Thursday, December 17, 2009

Expect the Unexpected

Life sure does throw us curveballs, doesn’t it? The unexpected gift from a friend. The kind word from the checkout clerk. The last minute touchdown by your favorite team. That song on the radio you haven’t heard in years that bring tears to your eyes. Your child crawling into your lap and snuggling up against your side for a long winters nap. All great things to celebrate. These types of curveballs are like wiffle balls…lightweight, easy to hit right out of the park.

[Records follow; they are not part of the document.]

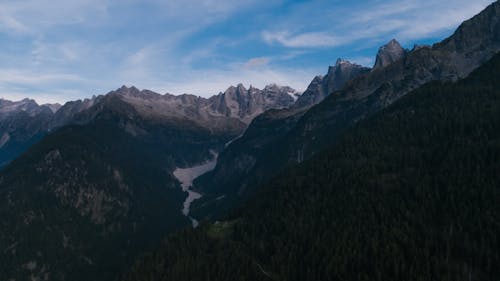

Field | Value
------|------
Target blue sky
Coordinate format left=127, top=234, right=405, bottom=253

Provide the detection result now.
left=0, top=0, right=493, bottom=103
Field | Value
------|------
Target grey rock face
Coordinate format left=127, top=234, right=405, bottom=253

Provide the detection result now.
left=193, top=1, right=500, bottom=217
left=294, top=59, right=370, bottom=108
left=0, top=85, right=296, bottom=166
left=0, top=99, right=54, bottom=167
left=208, top=84, right=296, bottom=124
left=373, top=39, right=406, bottom=69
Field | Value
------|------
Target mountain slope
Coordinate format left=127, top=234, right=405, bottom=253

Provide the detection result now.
left=0, top=85, right=295, bottom=166
left=123, top=49, right=500, bottom=281
left=0, top=99, right=58, bottom=167
left=0, top=92, right=244, bottom=280
left=194, top=1, right=500, bottom=216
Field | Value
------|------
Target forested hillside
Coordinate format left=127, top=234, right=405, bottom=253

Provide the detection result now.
left=124, top=52, right=500, bottom=281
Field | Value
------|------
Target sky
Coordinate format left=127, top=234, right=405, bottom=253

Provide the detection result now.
left=0, top=0, right=493, bottom=103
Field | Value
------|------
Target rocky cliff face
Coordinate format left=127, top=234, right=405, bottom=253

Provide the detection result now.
left=0, top=82, right=293, bottom=280
left=0, top=85, right=296, bottom=166
left=0, top=99, right=59, bottom=167
left=195, top=2, right=500, bottom=217
left=208, top=84, right=296, bottom=124
left=373, top=39, right=406, bottom=69
left=294, top=59, right=370, bottom=108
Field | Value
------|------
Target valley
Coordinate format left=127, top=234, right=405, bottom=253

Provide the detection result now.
left=0, top=0, right=500, bottom=281
left=173, top=150, right=218, bottom=228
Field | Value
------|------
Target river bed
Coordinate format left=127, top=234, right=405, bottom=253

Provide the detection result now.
left=173, top=151, right=218, bottom=227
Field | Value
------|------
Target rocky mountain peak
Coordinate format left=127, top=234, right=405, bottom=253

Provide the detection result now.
left=294, top=58, right=370, bottom=108
left=373, top=39, right=406, bottom=69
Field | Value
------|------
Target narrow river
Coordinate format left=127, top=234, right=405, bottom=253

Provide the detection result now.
left=173, top=151, right=218, bottom=227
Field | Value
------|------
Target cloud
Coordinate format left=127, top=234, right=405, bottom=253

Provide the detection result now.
left=261, top=0, right=493, bottom=49
left=245, top=57, right=270, bottom=68
left=262, top=31, right=347, bottom=48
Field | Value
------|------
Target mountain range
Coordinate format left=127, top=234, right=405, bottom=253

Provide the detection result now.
left=0, top=1, right=500, bottom=281
left=190, top=2, right=500, bottom=217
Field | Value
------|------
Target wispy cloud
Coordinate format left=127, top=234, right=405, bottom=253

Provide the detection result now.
left=262, top=31, right=349, bottom=48
left=262, top=0, right=493, bottom=48
left=0, top=0, right=492, bottom=102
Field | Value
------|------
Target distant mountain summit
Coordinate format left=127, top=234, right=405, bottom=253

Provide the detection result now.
left=294, top=58, right=370, bottom=108
left=193, top=1, right=500, bottom=218
left=0, top=84, right=297, bottom=166
left=373, top=39, right=406, bottom=69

Other times, though, life throws us bowling balls that crack our bat and break our wrists…the unexpected auto accident, that health crisis you didn’t expect, a death in the family, a storm that damages your house, that relapse you promised yourself and others would never happen again. These bowling balls often blow away our conception of a calm, peaceful world where all is right and good and true. We don’t expect it and often we don’t accept it.

It’s early December as I write this column. There is a palpable sense of expectation in the air. The seasonal lights are littering the landscape reminding me that this is a special time of year. Radio stations are playing Christmas music over and over and over again…and over again some more! Children are about to pass out with anticipation of what they will get on the big day in about two weeks from the bearded one from the north.

As I think back over 2009, it’s been a good year here at the Coleman Institute. We have been privileged to assist so many addicts struggling to reclaim their lives from the ravages of opiate, alcohol, and benzodiazepine dependence. We’ve walked with our patients as they experienced great victories and even bitter defeat. We’ve celebrated with support people once the light bulb goes on and the addict starts doing all the right things.

Furthermore, in the midst of the struggle, we have come to expect the unexpected. We’ve come to see that the human spirit is tough to crush. We’ve understood the power of compassion and affirmation to a hurting addict with nowhere to turn. We’ve felt frustration and grief over an addict who went back “out there” one more time and never returned. Conversely, we’ve become aware of the joy of success when a patient chooses to live sober one 24 hours at a time. And we’ve learned the power of hope when an addict breathes a sigh of relief and realizes that TCI is there home away for home for the few days they spend with us.

In this season of the unexpected (see Christmas morning and the gifts you didn’t expect to actually get), I invite you to expect the unexpected. Expect to be sober. Expect to be clean. Expect that sobriety is well worth the struggle. Expect the Promises to come true in your life. Expect to be amazed. Expect to be transformed. Expect to receive joy. Expect to receive love and friendship. Expect to experience the unexpected. And remember that to “get clean and stay clean” is the most unexpected gift of them all. Merry Christmas. Happy Holidays. Happy Kwanzaa. Happy Hanukah. Seasons Greetings. Expect the unexpected!

Until next year,

Chris Newcomb - Aftercare Coach / Coordinator

1 comment:

  1. I just wrote a response directly to the e-mail address, and I don't know who, if anyone, reads it, so I thought I would comment here.
    Everyone at the institute was amazing, and I hadn't dreamed that I would feel this good. I wish to God (or Santa or whatever higher power you believe in), that I had known about you guys in August. I could have saved myself 12 days of misery trying to detox by myself.
    Thanks for everything. You guys rock.